The name might not carry the same punch that it used to, but the Wipeout series was arguably one of the most important properties for the original PlayStation. The series reached its peak with the sequel to the original game, Wipeout XL, which broke ground by imbuing a solid futuristic racing game with a cohesive sense of style that appealed to an older, savvier crowd. Though Psygnosis, the developer of the first three Wipeout games, has since been dissolved, the Wipeout series yet continues, with SCEE's internal Studio Liverpool picking up development duties. The end result is a serviceable futuristic racing game that is perhaps a bit too similar to previous installments in the series.
The fundamentals of Wipeout haven't changed since the get-go: You race in antigravity hoverboats around a mind-bogglingly serpentine racetrack at ludicrously high speeds, all the while using a variety of offensive and defensive power-ups to sway the odds in your favor. Wipeout Fusion makes a few tweaks to the formula by adding specific pilots to the mix, each with his own statistics that factor into your ship's performance. Plus, there's a host of new weapon pick-ups. The impact of the pilots is nominal, as it basically amounts to only slight variations for each ship design. The impact of the weapons is a bit greater, because somewhere along the line in the Wipeout series, fighting your opponents became as important as racing them, and this shift throws off the game's balance a bit. While it's been relatively easy to maintain a fast clip in previous Wipeouts, you'll find in Fusion that the other ships are so eager to bombard you (and each other) with the plentiful number of weapon pick-ups that it can be frustratingly difficult to preserve a satisfying sense of speed.

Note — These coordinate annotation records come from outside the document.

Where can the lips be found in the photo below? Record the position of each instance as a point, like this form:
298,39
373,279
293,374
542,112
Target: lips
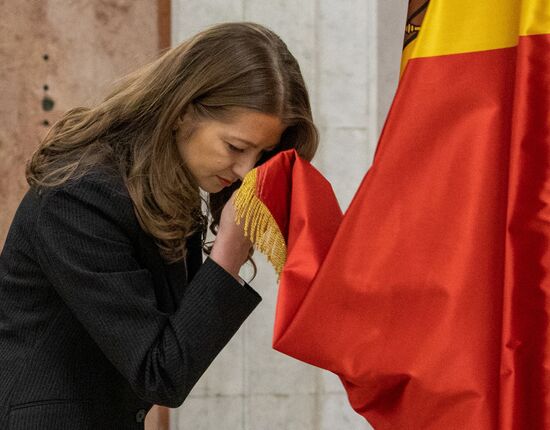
224,181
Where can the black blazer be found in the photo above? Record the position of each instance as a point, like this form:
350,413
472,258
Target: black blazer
95,327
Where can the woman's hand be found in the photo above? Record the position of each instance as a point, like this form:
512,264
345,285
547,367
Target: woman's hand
231,246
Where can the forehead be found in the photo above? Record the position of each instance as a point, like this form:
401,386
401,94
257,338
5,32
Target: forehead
258,128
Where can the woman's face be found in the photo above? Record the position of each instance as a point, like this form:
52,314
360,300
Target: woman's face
219,153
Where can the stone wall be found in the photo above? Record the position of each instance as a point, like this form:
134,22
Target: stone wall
59,54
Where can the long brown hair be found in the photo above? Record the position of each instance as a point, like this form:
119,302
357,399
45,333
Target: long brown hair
227,66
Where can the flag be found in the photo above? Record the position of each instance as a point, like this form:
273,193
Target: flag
431,300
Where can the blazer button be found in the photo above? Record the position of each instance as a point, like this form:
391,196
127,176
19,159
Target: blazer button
140,415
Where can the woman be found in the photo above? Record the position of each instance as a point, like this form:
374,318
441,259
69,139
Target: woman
106,307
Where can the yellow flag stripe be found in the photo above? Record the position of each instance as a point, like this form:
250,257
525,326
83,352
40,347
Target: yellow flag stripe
535,17
459,26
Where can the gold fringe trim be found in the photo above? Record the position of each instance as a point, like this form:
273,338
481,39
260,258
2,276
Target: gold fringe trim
259,225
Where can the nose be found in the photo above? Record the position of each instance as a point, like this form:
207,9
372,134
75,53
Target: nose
244,165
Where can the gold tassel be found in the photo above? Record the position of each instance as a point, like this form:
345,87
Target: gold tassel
259,225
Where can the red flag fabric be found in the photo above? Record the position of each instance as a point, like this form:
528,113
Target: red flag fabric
431,300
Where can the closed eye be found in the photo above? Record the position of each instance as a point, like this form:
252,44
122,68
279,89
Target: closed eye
234,148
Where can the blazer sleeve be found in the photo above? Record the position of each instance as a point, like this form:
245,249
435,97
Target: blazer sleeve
85,250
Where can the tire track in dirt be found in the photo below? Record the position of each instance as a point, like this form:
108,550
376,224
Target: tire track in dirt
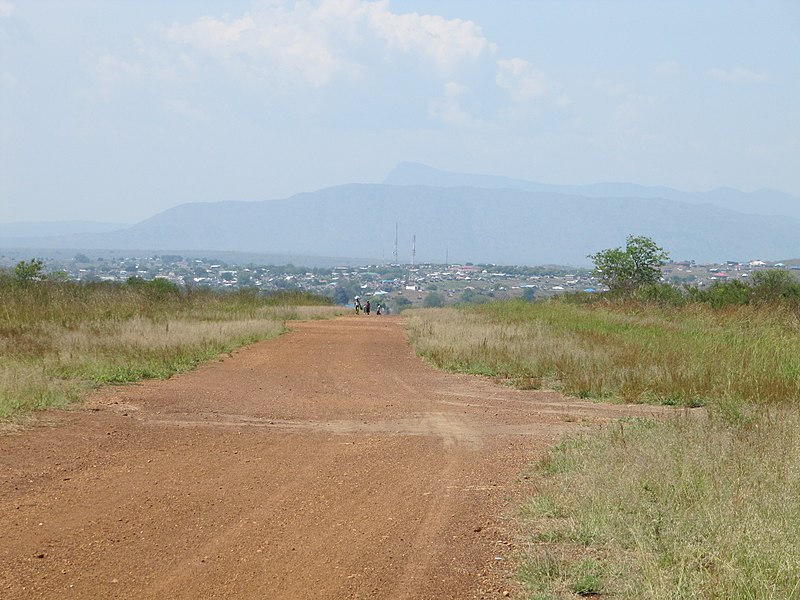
329,463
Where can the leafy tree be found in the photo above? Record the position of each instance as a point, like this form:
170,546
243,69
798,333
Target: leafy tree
625,270
29,270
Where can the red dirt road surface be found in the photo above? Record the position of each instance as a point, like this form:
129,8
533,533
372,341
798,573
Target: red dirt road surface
329,463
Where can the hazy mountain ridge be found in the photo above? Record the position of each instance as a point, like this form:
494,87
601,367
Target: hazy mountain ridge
478,224
759,202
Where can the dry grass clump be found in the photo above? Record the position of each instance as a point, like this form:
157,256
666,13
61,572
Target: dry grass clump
682,355
690,508
699,506
59,339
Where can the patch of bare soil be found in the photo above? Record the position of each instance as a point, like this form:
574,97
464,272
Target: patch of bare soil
329,463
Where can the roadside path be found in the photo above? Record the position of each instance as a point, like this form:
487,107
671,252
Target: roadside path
329,463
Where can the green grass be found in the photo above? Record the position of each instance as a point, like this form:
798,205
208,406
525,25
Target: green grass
59,339
702,505
683,356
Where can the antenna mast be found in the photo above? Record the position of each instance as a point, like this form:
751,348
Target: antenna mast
395,243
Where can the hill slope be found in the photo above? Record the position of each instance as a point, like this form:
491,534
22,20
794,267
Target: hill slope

From Wipeout to Wipeout XL to Wipeout 3, the track design in the series has progressively gotten bolder and more grandiose, and Wipeout Fusion unquestionably has some of the most ambitious track design in the series yet. You'll go through barrel rolls, loops, tremendous drops, and, in the game's final levels, gravity itself can be inverted at the drop of a hat. The tracks in Fusion are also far less contained than in previous Wipeouts, and you'll find several points on each course where it's possible to simply fall off the track. The game uses Ridge Racer-style multitrack environments: Each level contains three courses, with common stretches of track shared among the three. Though this gives you a better sense of each environment, it can make the races a tad too repetitive.

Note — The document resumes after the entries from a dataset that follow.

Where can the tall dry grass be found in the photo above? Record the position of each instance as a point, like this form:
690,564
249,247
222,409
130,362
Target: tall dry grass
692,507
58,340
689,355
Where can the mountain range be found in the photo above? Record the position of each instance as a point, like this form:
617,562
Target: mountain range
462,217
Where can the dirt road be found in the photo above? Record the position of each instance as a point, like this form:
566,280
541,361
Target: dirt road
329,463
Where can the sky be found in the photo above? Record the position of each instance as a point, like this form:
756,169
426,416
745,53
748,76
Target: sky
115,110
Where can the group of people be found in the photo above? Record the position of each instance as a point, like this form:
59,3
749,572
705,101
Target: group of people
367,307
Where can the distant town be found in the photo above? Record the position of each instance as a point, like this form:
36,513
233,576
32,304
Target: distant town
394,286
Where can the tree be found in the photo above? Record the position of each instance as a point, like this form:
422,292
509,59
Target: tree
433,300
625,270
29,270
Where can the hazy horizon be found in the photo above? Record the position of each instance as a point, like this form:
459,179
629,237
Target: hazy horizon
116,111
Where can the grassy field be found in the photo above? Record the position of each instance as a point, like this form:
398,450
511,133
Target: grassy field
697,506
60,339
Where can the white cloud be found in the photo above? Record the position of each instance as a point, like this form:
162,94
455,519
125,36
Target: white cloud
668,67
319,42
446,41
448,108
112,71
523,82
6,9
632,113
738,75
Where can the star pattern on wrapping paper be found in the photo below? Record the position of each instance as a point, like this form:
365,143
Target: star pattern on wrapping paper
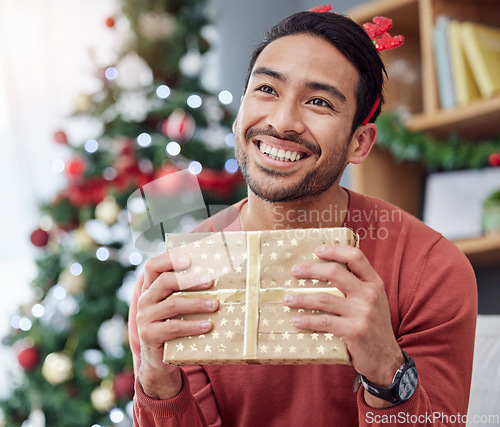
279,339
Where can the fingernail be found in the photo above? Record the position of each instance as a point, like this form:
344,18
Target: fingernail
182,261
205,279
205,324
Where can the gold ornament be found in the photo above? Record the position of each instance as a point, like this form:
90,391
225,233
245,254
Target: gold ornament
73,284
57,368
107,211
103,398
156,26
83,103
82,239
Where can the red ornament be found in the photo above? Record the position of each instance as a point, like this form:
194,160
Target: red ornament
387,42
28,358
494,159
179,126
75,168
380,25
321,9
123,385
60,137
39,237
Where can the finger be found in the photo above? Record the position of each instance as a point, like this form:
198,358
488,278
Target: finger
163,263
157,333
355,260
167,283
332,272
176,306
321,323
328,303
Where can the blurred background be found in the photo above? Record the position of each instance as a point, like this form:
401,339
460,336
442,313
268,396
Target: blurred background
98,98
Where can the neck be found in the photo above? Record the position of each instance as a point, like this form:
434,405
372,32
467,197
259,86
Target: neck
321,211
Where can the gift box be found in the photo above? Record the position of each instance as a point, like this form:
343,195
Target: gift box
252,274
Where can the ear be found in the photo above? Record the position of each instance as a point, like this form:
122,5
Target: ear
235,123
362,142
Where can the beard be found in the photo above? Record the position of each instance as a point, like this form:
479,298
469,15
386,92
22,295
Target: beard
271,188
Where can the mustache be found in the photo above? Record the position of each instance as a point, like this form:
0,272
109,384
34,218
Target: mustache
250,133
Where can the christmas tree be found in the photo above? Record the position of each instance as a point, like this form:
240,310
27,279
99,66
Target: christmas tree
156,119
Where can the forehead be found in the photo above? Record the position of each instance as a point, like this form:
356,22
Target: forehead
304,57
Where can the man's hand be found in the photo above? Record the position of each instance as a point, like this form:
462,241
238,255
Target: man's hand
155,307
361,319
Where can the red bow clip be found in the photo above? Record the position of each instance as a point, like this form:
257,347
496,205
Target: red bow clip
321,9
379,27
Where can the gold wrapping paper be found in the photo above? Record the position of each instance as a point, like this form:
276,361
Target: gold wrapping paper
252,272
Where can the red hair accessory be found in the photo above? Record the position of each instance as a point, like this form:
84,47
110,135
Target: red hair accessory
379,27
382,40
321,9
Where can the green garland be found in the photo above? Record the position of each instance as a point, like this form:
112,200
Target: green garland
434,154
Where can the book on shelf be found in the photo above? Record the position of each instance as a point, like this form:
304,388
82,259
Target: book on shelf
466,88
482,49
442,60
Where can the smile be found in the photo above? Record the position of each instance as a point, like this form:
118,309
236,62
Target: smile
280,154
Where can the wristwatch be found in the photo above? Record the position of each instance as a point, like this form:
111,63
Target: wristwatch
403,384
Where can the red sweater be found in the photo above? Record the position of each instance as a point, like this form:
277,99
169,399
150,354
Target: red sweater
432,294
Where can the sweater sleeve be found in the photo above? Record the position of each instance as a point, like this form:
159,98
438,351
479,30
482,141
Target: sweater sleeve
195,405
437,329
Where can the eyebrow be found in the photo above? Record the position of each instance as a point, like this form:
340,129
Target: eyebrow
324,87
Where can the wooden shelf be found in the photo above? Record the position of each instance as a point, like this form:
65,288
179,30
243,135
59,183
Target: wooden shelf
380,175
477,120
481,251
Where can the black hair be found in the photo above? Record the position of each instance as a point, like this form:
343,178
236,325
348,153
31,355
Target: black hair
351,40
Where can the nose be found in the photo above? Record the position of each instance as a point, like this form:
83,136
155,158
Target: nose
285,116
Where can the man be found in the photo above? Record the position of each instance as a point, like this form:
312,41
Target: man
310,99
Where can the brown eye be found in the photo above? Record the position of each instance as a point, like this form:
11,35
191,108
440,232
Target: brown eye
320,103
266,89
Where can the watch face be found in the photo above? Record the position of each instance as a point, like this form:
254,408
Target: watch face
408,383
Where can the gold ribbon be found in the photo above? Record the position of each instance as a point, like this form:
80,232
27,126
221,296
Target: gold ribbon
252,296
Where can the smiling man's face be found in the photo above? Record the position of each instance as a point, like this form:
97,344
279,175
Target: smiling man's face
293,128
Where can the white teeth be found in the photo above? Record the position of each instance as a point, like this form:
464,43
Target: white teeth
279,154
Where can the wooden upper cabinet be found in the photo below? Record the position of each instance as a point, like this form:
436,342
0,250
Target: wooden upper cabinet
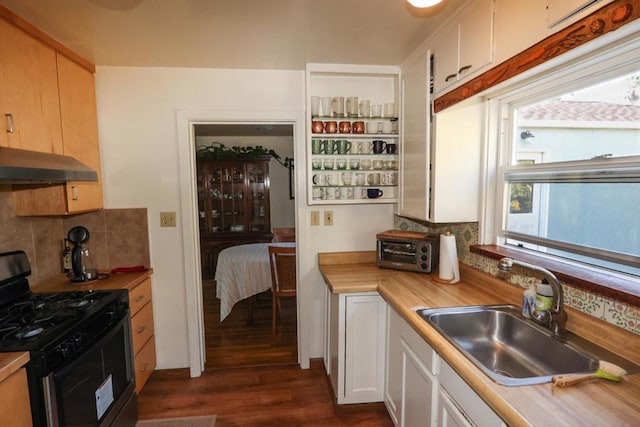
80,131
72,113
28,93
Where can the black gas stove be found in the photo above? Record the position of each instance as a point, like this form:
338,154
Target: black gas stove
80,370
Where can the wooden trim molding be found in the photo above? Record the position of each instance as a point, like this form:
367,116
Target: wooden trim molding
36,33
608,18
608,285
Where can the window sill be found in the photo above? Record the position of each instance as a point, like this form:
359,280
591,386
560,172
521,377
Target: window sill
608,285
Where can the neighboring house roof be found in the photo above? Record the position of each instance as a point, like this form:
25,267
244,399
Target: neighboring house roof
580,111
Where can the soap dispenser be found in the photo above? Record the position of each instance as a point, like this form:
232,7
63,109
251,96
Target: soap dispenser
529,301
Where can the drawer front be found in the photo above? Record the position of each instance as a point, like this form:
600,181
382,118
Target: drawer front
142,327
145,363
139,296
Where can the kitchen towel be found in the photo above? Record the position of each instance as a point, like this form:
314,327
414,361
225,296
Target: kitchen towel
448,269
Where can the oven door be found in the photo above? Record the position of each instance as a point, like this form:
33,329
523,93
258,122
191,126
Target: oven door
96,386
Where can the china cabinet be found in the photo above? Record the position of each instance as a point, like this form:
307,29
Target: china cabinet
352,134
233,202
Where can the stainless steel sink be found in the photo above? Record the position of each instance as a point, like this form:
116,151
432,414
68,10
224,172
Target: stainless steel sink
512,350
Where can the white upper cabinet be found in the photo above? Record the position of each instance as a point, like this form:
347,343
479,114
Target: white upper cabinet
416,130
440,156
464,46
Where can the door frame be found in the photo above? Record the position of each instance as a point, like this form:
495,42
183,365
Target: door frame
186,119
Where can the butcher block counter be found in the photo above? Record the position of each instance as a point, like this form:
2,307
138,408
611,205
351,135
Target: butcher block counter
595,403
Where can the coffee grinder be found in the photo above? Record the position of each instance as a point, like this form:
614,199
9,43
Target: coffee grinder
82,266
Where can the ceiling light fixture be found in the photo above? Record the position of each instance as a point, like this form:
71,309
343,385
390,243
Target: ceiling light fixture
423,3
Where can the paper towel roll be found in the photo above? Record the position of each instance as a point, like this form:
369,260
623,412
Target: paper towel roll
448,270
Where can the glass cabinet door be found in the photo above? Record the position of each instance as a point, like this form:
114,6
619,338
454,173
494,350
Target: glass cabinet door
258,189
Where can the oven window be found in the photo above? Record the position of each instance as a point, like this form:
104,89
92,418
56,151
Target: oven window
101,373
399,252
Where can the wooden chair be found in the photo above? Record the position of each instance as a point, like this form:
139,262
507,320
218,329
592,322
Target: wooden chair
283,277
284,234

The Designers Republic, the group responsible for the look and feel of Wipeout XL, has long since departed the series, and it seems that the game's sense of style left with it. The track design may have gotten more flamboyant, but otherwise, the game keeps its visual flash to a minimum. A few classic ships return in Wipeout Fusion, but none of the new ship designs are of the same caliber. The environments all look vaguely futuristic in a rather nondescript way, and at no point are the tracks terribly awe-inspiring; the most disappointing example of this is the fun but plain-looking levels that take place on the moon. Lighting and particle effects are used sparingly, but in the instances where they pop up, like dust being kicked up by ships in front of you or the shield-recharging station on the track, they look sharp. Slowdown and pop-up are also occasional issues for Wipeout Fusion, though they're more annoying than crippling.
Although the phenomenon of video games featuring licensed music is totally commonplace these days, Wipeout XL was one of the first games to do it, and with songs from then-new electronic outfits The Prodigy, The Chemical Brothers, Orbital, Underworld, and The Future Sound of London, it was a soundtrack that you'd want to listen to even when you weren't playing the game. The music in Wipeout Fusion consists of the same type of hard-hitting techno, with tracks from Orbital, The Future Sound of London, BT, the Utah Saints, and more, but the soundtrack just isn't as cohesive or inspired as past entries. The rest of the game's sound design is standard Wipeout fare; there's the low hum of the hoverboats, the coolly calculated voice of the announcer, and the roar of the crowd as you speed by a grandstand.
Wipeout Fusion has its merits, but at this point, there's no question that the series peaked out at Wipeout XL. The game suffers from no singular crippling problem. Rather, Wipeout Fusion's biggest shortcoming is its age. SCEE has been showing off Wipeout Fusion in some form or another since the launch of the PlayStation 2, and that comes across in the end product. Had it been released a year earlier, it likely would have received a much warmer reception. But the simple fact is that the Wipeout series really hasn't made any fundamental changes since the first game all those years ago, while other futuristic racers, like Extreme-G 3, have upped the ante with bigger, more dynamic courses, a greater sense of speed, and superior eye candy. Wipeout fans should definitely give Fusion at least a rental, though they should prepare themselves for some bittersweet nostalgia.